Usually the values range from values greater than or equals zero(0). So typically, the lesser the magnitude of the distance between the two vectors, the more likely they are similar and therefore recommended by the algorithm. But the higher the magnitude the less likely those vectors are similar and would be recommended.
Cosine similarity measures the cosine angle between the two texts or documents. It compares two documents on a normalized scale. It can be among two objects measuring the point of cosine between the two objects. It compares among two objects measures the angle of cosine between the two objects. It compares two documents on a normalized scale. It can be done by finding the cosine of the angle between the two vectors. The theta angle between jobs will decide the closeness between the two jobs. The theta ranges from 0- 1. In the esteem of the theta is close 1 at that point it is most comparative and on the off chance that it’s close to at that point it is slightest comparable. The job will be suggested on the off chance that it is near to 1 something else there would be no similitude between them.

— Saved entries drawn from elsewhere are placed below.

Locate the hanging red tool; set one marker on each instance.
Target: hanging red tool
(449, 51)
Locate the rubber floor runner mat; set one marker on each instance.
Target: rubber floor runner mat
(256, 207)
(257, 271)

It’ll prescribe the best jobs to the client based on the cosine similarity.
To test the efficiency of our model we got a CV dataset (Curriculum Vitae) as our testing dataset after feature encoding and transformed the testing dataset using Tfidfvectorizer. We used the cosine similarity model to predict the angular distance between the training data and the testing data as shown in fig 12.0.
The values returned by this algorithm range from 0 to 1. Values closer to 0 signifies a low similarity between both vectors while values closer to 1 signifies strong similarity between both vectors.
We were able to create a recommender system using Nearest Neighbors and cosine similarities but we had challenges collecting enough relevant data for the best optimal performance of our models. For the best performance of our model, we will suggest the use of more training data.